Thursday, September 4, 2008
Col 2, 9-10 In him dwells the whole fullness of the deity
(Col 2, 9-10) In him dwells the whole fullness of the deity
[9] For in him dwells the whole fullness of the deity bodily, [10] and you share in this fullness in him, who is the head of every principality and power.
(CCC 463) Belief in the true Incarnation of the Son of God is the distinctive sign of Christian faith: "By this you know the Spirit of God: every spirit which confesses that Jesus Christ has come in the flesh is of God" (1 Jn 4:2). Such is the joyous conviction of the Church from her beginning whenever she sings "the mystery of our religion": "He was manifested in the flesh" (1 Tim 3:16). (CCC 464) The unique and altogether singular event of the Incarnation of the Son of God does not mean that Jesus Christ is part God and part man, nor does it imply that he is the result of a confused mixture of the divine and the human. He became truly man while remaining truly God. Jesus Christ is true God and true man.

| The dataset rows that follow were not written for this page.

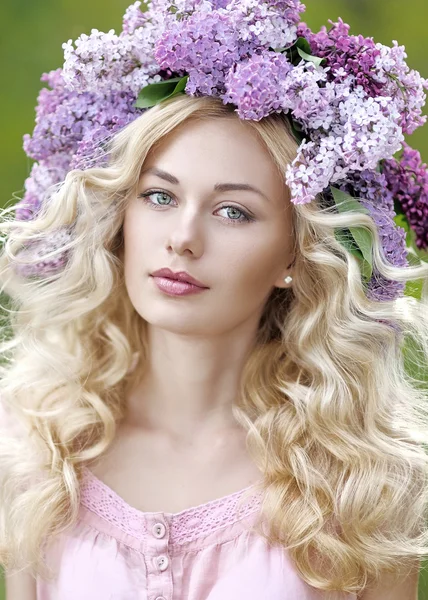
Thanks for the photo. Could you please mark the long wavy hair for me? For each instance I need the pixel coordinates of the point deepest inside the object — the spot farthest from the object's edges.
(336, 422)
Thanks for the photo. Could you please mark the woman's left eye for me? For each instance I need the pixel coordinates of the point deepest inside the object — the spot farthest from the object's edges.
(244, 218)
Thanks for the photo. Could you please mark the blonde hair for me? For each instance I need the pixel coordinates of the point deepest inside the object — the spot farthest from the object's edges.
(335, 421)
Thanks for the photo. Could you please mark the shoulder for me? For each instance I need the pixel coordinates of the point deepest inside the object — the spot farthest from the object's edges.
(395, 587)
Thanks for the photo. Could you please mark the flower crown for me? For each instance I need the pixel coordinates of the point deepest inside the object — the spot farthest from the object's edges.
(349, 101)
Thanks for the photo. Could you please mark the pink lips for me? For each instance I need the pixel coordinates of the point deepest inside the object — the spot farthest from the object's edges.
(177, 284)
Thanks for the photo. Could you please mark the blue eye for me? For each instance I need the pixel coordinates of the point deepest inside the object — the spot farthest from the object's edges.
(243, 218)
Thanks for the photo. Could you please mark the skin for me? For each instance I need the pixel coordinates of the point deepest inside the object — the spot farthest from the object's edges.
(201, 341)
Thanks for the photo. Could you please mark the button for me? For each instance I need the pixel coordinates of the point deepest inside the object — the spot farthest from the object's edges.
(159, 530)
(163, 562)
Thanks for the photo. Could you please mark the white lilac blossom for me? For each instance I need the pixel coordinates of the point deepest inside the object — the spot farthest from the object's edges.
(352, 101)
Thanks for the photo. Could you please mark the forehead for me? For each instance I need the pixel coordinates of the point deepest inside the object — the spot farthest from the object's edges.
(217, 150)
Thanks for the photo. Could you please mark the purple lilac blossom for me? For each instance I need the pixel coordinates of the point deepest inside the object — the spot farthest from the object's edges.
(371, 189)
(407, 180)
(35, 250)
(363, 131)
(205, 46)
(353, 111)
(255, 85)
(43, 177)
(379, 69)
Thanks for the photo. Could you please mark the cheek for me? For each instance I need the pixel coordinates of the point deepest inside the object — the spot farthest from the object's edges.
(253, 271)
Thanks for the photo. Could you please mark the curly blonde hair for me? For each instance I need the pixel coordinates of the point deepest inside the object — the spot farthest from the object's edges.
(335, 421)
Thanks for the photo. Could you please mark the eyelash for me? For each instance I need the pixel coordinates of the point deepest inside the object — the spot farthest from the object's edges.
(145, 198)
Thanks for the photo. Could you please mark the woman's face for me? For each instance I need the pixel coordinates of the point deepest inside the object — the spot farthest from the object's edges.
(238, 243)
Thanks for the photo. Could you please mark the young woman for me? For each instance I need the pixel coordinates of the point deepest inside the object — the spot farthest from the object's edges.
(201, 401)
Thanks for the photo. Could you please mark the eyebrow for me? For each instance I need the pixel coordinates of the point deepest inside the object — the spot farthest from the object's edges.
(219, 187)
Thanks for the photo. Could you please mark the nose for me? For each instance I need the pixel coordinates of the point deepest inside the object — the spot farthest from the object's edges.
(186, 234)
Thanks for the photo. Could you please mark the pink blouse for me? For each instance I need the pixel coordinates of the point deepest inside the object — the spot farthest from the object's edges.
(208, 552)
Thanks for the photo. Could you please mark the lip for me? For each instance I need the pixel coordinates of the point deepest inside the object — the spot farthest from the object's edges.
(181, 276)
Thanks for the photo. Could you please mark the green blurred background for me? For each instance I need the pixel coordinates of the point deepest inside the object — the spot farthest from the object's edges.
(32, 33)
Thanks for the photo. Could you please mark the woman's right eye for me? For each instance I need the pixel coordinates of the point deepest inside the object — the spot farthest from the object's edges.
(147, 195)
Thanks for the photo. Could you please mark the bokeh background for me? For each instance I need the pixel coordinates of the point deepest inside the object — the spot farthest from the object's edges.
(31, 37)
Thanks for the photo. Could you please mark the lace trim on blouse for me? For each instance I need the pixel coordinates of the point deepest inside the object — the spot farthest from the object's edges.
(185, 526)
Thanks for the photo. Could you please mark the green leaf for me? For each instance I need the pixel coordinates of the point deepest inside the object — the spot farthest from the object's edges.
(303, 44)
(155, 93)
(309, 58)
(362, 237)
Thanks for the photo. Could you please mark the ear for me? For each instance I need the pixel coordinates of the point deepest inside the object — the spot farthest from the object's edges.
(281, 283)
(287, 272)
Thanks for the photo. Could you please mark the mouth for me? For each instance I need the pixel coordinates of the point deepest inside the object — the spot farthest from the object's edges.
(180, 277)
(174, 287)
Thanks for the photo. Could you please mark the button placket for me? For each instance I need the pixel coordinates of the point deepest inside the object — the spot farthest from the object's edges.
(157, 557)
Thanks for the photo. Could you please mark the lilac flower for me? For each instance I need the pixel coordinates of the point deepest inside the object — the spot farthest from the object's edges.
(254, 85)
(311, 104)
(407, 179)
(364, 130)
(347, 56)
(134, 18)
(405, 86)
(353, 110)
(378, 69)
(43, 176)
(205, 46)
(48, 266)
(370, 187)
(271, 24)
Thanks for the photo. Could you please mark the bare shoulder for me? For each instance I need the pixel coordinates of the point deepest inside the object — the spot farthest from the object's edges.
(20, 586)
(392, 588)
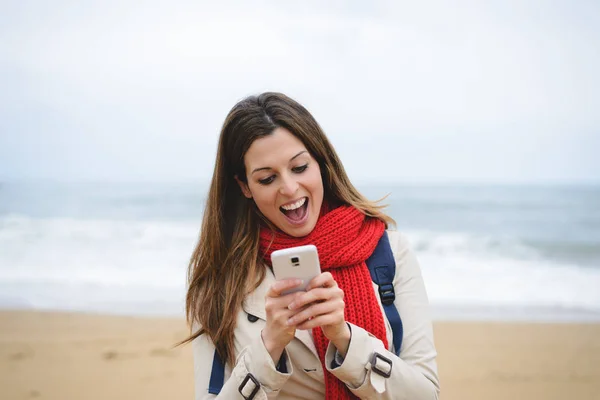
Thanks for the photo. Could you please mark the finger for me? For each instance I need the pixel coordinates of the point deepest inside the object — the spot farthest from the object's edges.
(281, 286)
(321, 320)
(316, 310)
(316, 295)
(322, 280)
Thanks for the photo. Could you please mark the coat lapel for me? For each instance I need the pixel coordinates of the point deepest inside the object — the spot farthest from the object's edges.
(255, 304)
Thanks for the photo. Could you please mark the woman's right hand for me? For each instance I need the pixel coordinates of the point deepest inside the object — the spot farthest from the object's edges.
(277, 333)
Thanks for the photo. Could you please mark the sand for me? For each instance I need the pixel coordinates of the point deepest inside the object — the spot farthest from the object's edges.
(62, 356)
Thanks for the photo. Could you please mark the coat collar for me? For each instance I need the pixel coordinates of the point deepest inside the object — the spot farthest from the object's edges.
(255, 304)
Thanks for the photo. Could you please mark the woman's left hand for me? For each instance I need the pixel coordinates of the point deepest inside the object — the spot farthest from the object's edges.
(322, 305)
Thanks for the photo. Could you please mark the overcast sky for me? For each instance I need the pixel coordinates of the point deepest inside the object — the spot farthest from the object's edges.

During the first centuries, the Church had to defend and clarify this truth of faith against the heresies that falsified it. (CCC 479) At the time appointed by God, the only Son of the Father, the eternal Word, that is, the Word and substantial Image of the Father, became incarnate; without losing his divine nature he has assumed human nature. (CCC 480) Jesus Christ is true God and true man, in the unity of his divine person; for this reason he is the one and only mediator between God and men. (CCC 481) Jesus Christ possesses two natures, one divine and the other human, not confused, but united in the one person of God's Son. (CCC 482) Christ, being true God and true man, has a human intellect and will, perfectly attuned and subject to his divine intellect and divine will, which he has in common with the Father and the Holy Spirit. (CCC 483) The Incarnation is therefore the mystery of the wonderful union of the divine and human natures in the one person of the Word.